JUSTICE Minister Alan Shatter has demanded a full explanation of allegations that the Garda Ombudsman has been the victim of a sophisticated spying operation using "government-level" technology.
A report carried out for the watchdog by security consultants found a phone had been bugged using eavesdropping equipment to monitor conferences on sensitive investigations, according to weekend accounts.
The report allegedly concluded that the ombudsman was being targeted using restricted technology, which is not commercially available or sold to non-government agencies.
Mr Shatter is extremely concerned that he was not told of the findings by the Garda Siochana Ombudsman Commission (GSOC), the watchdog which deals with complaints against gardai.
Mr Shatter has summoned representatives from the agency to a meeting today for a comprehensive explanation.
Underlining how seriously the Government is taking the matter, the Taoiseach has also ordered a report from Mr Shatter for tomorrow's weekly Cabinet meeting.
"I haven't read the detail of it yet, but obviously I will ask the minister to give a report to us at Cabinet on Tuesday," Enda Kenny told the Irish Independent.
Mr Shatter was kept in the dark about the allegations, with his office confirming that he only became aware of the matter through media reports yesterday.
Senior gardai appear to have been unaware of the investigation even though the Garda watchdog hired a UK company to "integrity test" its systems after becoming suspicious that its offices were under surveillance.
The surveillance is believed to have started some time after December 2011 when Simon O'Brien, Kieran Fitzgerald and Carmel Foley were appointed by Mr Shatter to lead the body.
It is not clear if any individuals were targeted directly.
GSOC is an independent statutory body with responsibility for investigating complaints against members of An Garda Siochana.
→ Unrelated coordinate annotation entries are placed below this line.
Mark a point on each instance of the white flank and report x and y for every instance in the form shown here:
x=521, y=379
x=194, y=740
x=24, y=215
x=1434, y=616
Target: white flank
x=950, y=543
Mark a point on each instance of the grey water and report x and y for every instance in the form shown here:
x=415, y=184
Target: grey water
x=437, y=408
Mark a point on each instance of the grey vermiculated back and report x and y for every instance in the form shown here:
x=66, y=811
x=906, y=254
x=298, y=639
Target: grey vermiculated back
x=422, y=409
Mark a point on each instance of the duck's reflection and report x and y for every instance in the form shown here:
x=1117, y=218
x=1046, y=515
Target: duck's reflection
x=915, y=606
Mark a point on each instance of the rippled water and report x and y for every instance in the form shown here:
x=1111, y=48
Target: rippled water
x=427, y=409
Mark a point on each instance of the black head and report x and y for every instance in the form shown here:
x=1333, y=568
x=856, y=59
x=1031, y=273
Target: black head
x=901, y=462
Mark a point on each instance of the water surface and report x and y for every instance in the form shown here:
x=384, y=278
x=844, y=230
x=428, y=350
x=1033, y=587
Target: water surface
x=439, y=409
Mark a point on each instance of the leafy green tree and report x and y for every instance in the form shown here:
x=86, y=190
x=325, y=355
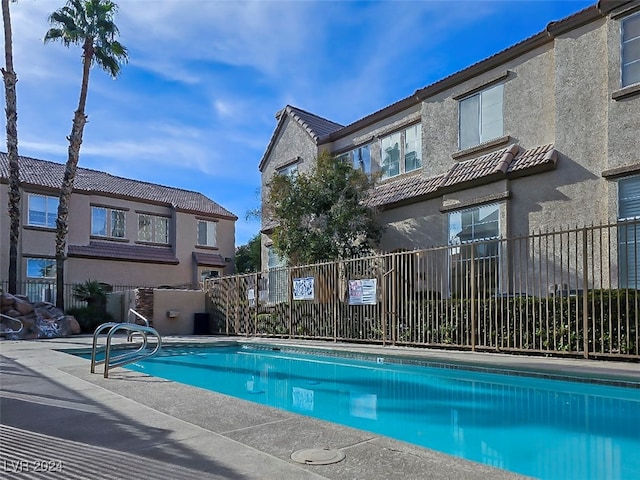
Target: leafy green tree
x=11, y=110
x=323, y=215
x=89, y=24
x=248, y=256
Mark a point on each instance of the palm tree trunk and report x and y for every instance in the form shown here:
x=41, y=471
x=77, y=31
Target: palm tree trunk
x=75, y=141
x=10, y=80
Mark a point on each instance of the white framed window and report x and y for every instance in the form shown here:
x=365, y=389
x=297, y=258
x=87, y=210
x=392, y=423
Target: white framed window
x=359, y=158
x=630, y=50
x=41, y=268
x=278, y=277
x=42, y=211
x=480, y=117
x=107, y=222
x=479, y=226
x=207, y=233
x=629, y=231
x=153, y=228
x=401, y=152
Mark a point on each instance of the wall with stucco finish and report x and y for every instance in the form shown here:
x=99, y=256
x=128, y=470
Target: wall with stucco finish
x=174, y=310
x=562, y=91
x=292, y=144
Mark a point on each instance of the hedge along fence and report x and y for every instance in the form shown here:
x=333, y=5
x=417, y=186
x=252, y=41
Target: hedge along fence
x=520, y=295
x=534, y=325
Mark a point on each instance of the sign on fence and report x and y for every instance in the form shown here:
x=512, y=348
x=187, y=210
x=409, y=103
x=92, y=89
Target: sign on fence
x=363, y=292
x=303, y=288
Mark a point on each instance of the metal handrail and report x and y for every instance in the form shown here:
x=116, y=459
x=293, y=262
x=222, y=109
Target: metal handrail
x=6, y=332
x=130, y=356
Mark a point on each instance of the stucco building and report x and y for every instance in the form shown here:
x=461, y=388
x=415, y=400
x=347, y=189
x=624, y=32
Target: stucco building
x=540, y=136
x=121, y=231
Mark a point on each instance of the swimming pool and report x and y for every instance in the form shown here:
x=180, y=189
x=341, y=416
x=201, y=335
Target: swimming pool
x=539, y=427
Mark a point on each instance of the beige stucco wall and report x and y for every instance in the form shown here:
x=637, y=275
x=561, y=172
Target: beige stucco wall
x=40, y=242
x=173, y=310
x=292, y=142
x=558, y=93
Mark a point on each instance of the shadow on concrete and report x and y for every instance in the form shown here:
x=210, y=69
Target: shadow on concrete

GSOC refused to make any comment on the allegations and would not say why it did not alert either the gardai or Government about its probe.
Last night the Ombudsman declined to make any comment in response to 13 questions put to the commission by the Irish Independent.
Tanaiste Eamon Gilmore has also expressed unease at the reports.
"I don't think anybody, any public official, should be secretly recorded," he told the Irish Independent.
"I don't know anything about it, but as a general principle I don't think any public official should be bugged or have their phones bugged," he said.
Fianna Fail justice spokesman Niall Collins called on Mr Shatter to make an urgent public statement on what he described as "these extraordinary claims".
Mr Collins said the idea that someone or some organisation was engaged in covertly monitoring the Ombudsman was deeply unsettling and risked undermining public confidence.
"The minister needs to come forward and state whether he has spoken to the Ombudsman and whether he was aware of this surveillance.
"If he was, he needs to explain why on Earth this was going on.
"If he wasn't, we need to get answers very quickly on who was responsible," Mr Collins added.
The report in a Sunday newspaper suggested that the Ombudsman decided to hire a British security consultancy company after it became concerned that its internal communications system was being bugged.
The consultants allegedly concluded that the commission was being targeted using controlled technology, which was not commercially available or sold to non-government agencies.
The Ombudsman decided to "integrity test" its communications network last summer after concerns were raised about internal security. It brought in consultants, who included former staff of the British GCHQ telecommunications monitoring agency.
It was subsequently discovered that a test on a speaker phone in a room used regularly to hold case conferences on sensitive investigations had been bugged and used to eavesdrop on meetings.
It is also claimed the consultants found the Ombudsman's wi-fi network had been compromised to steal emails and other confidential data and possibly listen in to mobile phone calls.
A second wi-fi system had been created to allow the data to be examined, using an IP address in Britain while electronically concealing the identities and whereabouts of those involved in the spying.
The report said the Ombudsman had sought help from the British Independent Police Complaints Commission with counter-surveillance systems.
It claimed the company, whose staff included former members of Britain's military and security services, carried out its work to prevent the investigation from being compromised by Ombudsman staff.
However, it is not clear how long the Ombudsman allegedly had the findings and why it decided to keep them secret.
It is also a mystery why the Ombudsman has declined to comment since the report clearly infers that the bugging was carried out by a government agency, which could access the type of sophisticated equipment allegedly involved in the bugging operation.